Me ha sobrecogido la entereza de Malala Yousafzai, la pakistaní de 16 años tiroteada por los talibanes en 2012, por defender el derecho a la educación de las niñas en su región; en su discurso en La Haya, el pasado 6 de septiembre, mientras recogía el Premio Internacional Infantil de la Paz. Sobre todo la profundidad del mismo. “Nada en el mundo es más importante para mí que el derecho de los niños a recibir educación”, nos ha dicho a todos.
Malala se hizo famosa cuando, a la edad de 11 años, comenzó a publicar en un blog de la BBC, bajo el pseudónimo de Gul Makai, en el que explicaba su pasión por aprender y las terribles condiciones de vida bajo el régimen del Thrik e Taliban Pakistan (TTP), grupo terrorista vinculado a los Talibanes, que cometió el atentado contra ella y que, previamente, en su intento de recuperar el control del valle del río Swat, donde ella vivía, buscaban reinstaurar el régimen que durante los años 2003 y 2009 cerró escuelas privadas y prohibió la educación de las niñas.
La educación es una herramienta eficaz para combatir la pobreza y la desigualdad, además de para mejorar los niveles de salud y bienestar social. Por ello el analfabetismo es uno de los principales males que afectan a la población mundial. Así de contundentes se muestran los organismos internacionales especializados en la materia. La UNESCO, en un informe de 2010 nos daba a conocer el dato de que en el mundo había 870 millones de analfabetos, de los cuales 500 millones eran mujeres. Según esta organización, con sólo 26.000 millones de dólares en la presente década, se podrían reducir dichas tasas a la mitad.
Es decir, combatir la pobreza es esencial para el futuro de la humanidad. Y una de las claves está en fomentar la educación, para así luchar contra el analfabetismo. Como en muchas cosas, también en esta, desgraciadamente, las mujeres se llevan la peor parte. Por ello la heroicidad de Malala, esa gran mujer, aunque aún sea una niña, ha impresionado al mundo. Y nos tiene que llegar a todos a lo más profundo de nuestro ser.

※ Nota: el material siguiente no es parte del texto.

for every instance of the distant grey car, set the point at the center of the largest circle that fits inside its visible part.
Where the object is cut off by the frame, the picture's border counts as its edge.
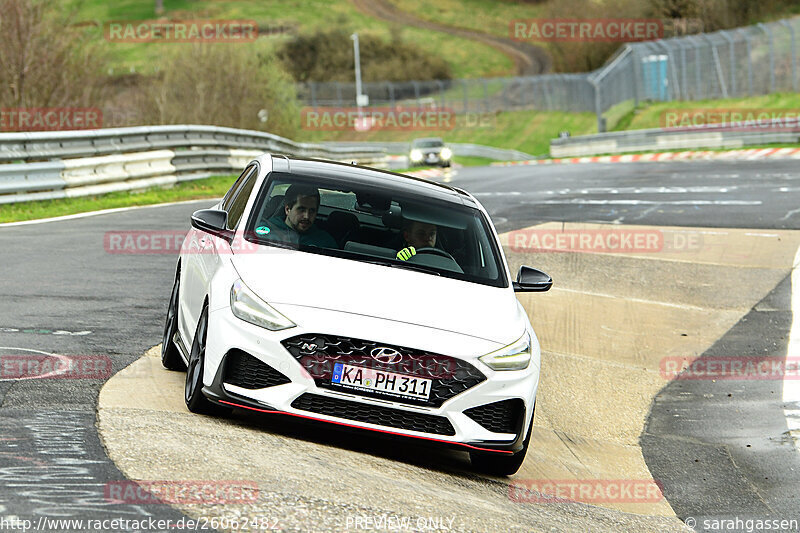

Aún recuerdo mis largos paseos por la Alhambra, del brazo de Federica Montseny. Eran los primeros años de la “transición española”. Federica, luchadora incansable por los derechos de la mujer, estaba curtida en mil batallas y se encontraba en la última etapa de su vida. Yo, entonces era un joven sindicalista, que se afanaba por beber de las fuentes y aprender de los viejos militantes del movimiento obrero. Ella había conocido a grandes mujeres, que también lucharon por sus derechos. Clara Campoamor, Teresa Claramunt, Victoria Kent,…y tantas otras. De ellas y de su concepción de la liberación de la mujer, hablamos largo y tendido. Como de tantas otras cuestiones de interés para el sindicalismo actual. Pero de todo, en lo que más insistía era en su rechazo a la política de “cuotas”, o al concepto de “discriminación positiva” a favor de la mujer. Ella consideraba que la lucha por la liberación de la mujer era esencial, pero había que enmarcarla en la lucha global de liberación de la clase trabajadora, pues para ella el problema fundamental de la humanidad era la desigualdad de las clases sociales. Y también me decía que debían ser las propias mujeres las que hicieran valer sus derechos, que tenían que pelear por conquistarlos, codo a codo con los hombres.
Han pasado ya treinta años de aquellas agradables conversaciones y enseñanzas. Si Federica viviera hoy y conociera los datos de la violencia de género, de la situación del analfabetismo en el mundo, o de la desigualdad laboral que se da en muchas empresas, quizás su opinión variaría en algo. Pero estoy seguro de que seguiría insistiendo en que la lucha ha de ser global y en que si la mujer no lucha por hacerse valer, nadie lo hará por ella. Por eso valoraría, como casi todos, la valentía y el coraje de la joven pakistaní.
Quizás estas reflexiones vengan bien en unos momentos en los que se habla de privatización de la enseñanza, de que sobran muchos titulados en España y en los que se ha de recurrir a las empresas privadas para que “financien” las becas de los alumnos más pobres de nuestro país. No tengan duda de que un país que descuida su sistema educativo, está poniendo trabas a su desarrollo futuro.